TUSCALOOSA — Alabama guard Chance Warmack has an interesting theory why the Crimson Tide’s offense is hot in the red zone, and it involves a particular emphasis by offensive line coach Jeff Stoutland.
“The mindset is just when you get in the red area, it’s a different attitude. Coach says you have to set your hair on fire,” Warmack said. “When we get in the red zone, we’re all looking to score.”
Back up a minute: Set your hair on fire?
Warmack grinned, nodded once and said firmly, “Got to set your hair on fire.”
Whatever it is, it has worked for the Crimson Tide, which has scored on all six of its trips inside the 20-yard line in this season’s two games. More importantly to Alabama head coach Nick Saban, five of those scores were touchdowns.
“We’ve done pretty good job offensively in red zone,” Saban said. “So far. That’s always been a point of emphasis for us.”
Last year, Alabama scored on 88 percent of its trips inside the 20-yard line, which wasn’t that far behind national leader Stanford, which was successful 97 percent of the time. It was well ahead of the nation’s worst red zone team, New Mexico, which was at 61 percent on its way to a 1-11 season.
But only 55 percent of the Tide’s red zone trips results in touchdowns, not much better than New Mexico’s 50 percent. So when Saban said it’s a point of emphasis, he means it. After all, imagine how last year’s 9-6 home loss to LSU might’ve turned out with better red zone production.
In this year’s two games, Alabama has used several different formations inside the 20. Against Western Kentucky, the Tide scored three times in the red zone by using three receivers, a tight end and a running back, and everybody except the running back went out for a pass. Tide quarterback AJ McCarron then found his receiver for a touchdown.
Against Michigan, the Tide used some heavier formations that used an H-back, Kelly Johnson, or a fullback. Alabama even lined up in the I-formation inside the 20.
McCarron said it’s the offensive coaches who have made the effort to give the Tide plenty of weapons to use inside the 20.

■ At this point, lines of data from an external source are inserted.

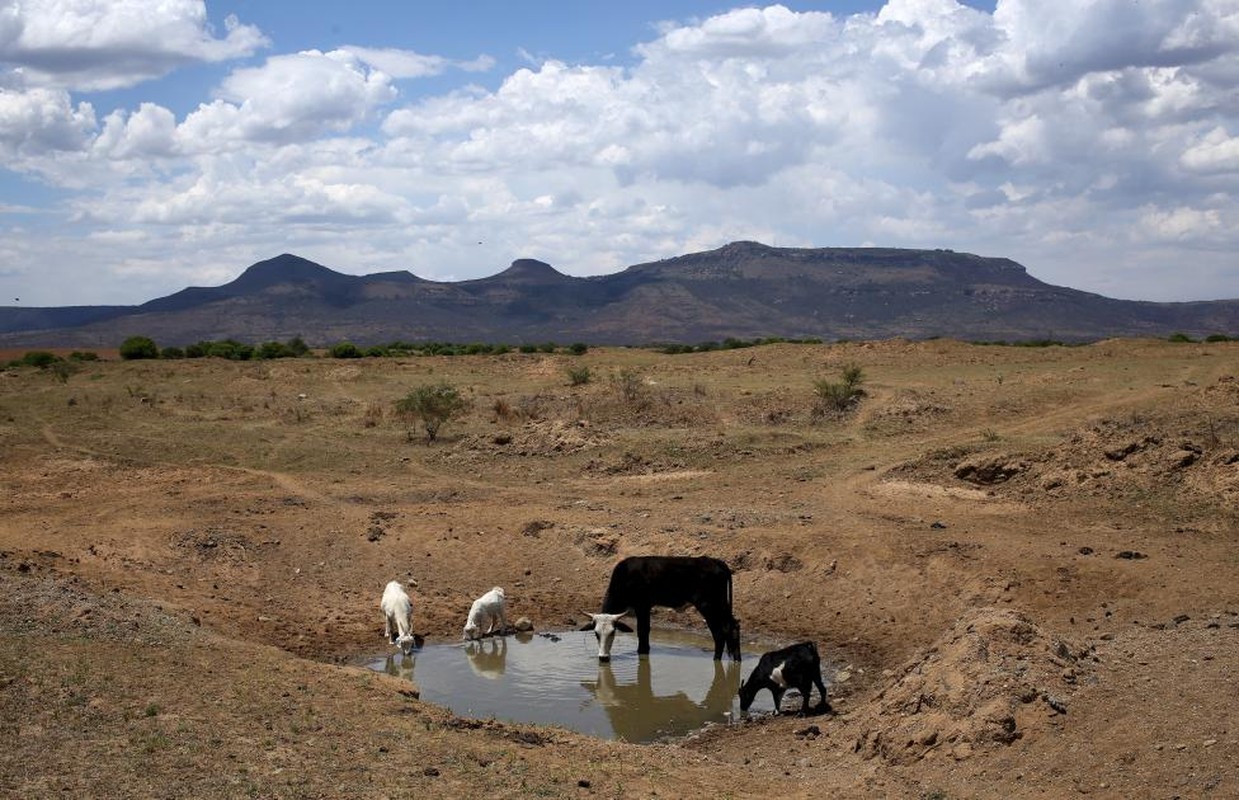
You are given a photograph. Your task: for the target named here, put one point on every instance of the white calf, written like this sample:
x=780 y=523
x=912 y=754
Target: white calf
x=398 y=617
x=486 y=609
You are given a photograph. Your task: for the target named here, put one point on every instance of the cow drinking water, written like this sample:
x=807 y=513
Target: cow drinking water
x=798 y=666
x=641 y=582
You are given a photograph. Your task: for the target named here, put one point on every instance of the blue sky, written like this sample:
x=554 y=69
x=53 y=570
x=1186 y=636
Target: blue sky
x=148 y=147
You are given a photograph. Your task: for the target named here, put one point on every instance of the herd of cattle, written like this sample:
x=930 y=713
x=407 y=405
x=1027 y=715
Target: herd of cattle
x=637 y=585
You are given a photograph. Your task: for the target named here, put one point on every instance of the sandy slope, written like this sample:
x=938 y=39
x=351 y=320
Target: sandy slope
x=1024 y=562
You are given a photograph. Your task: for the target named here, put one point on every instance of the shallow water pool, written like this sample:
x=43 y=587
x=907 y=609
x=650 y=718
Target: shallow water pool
x=556 y=679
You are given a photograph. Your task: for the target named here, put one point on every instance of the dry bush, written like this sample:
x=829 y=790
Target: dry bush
x=373 y=415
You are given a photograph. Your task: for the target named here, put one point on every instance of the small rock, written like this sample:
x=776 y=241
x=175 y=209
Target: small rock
x=1055 y=702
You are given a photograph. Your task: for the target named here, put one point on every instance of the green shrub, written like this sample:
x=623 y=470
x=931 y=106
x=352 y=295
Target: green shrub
x=434 y=404
x=231 y=349
x=41 y=359
x=839 y=395
x=345 y=349
x=630 y=385
x=136 y=347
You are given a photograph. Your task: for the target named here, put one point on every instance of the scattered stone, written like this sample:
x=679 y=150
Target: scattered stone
x=537 y=526
x=1055 y=702
x=990 y=471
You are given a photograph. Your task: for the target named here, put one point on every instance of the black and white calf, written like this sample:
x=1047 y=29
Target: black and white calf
x=641 y=582
x=798 y=666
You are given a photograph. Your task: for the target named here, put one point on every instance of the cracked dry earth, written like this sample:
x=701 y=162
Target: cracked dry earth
x=1022 y=562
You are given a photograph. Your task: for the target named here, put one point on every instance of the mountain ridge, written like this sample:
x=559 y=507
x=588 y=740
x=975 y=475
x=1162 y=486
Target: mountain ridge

“Everybody has done a great job of coming up with some different plays for us, different looks, not staying in one type of scheme on offense,” McCarron said.
“It’s kind of putting the defense in some different situations that they’re not used to.”
Still, McCarron said it’s up to the players to make it work, and inside the 20, it’s harder than it is the other 80 yards of the field.
“When you’re down that low, it limits what you can do,” he said. “Timing’s got to be faster. Everything has to be faster. So it definitely does limit some things you want to do. I think that’s why you’ve got different plays from the 25 down to the 12, then down to the 7, then to the 3.”
And if that doesn’t work, there’s always that hair-on-fire thing.
“At the end of the day, we have to go out and execute what the coaches have planned for us,” McCarron said.
“We’ve done a pretty good job of that so far, but we just have to stay on top of it.”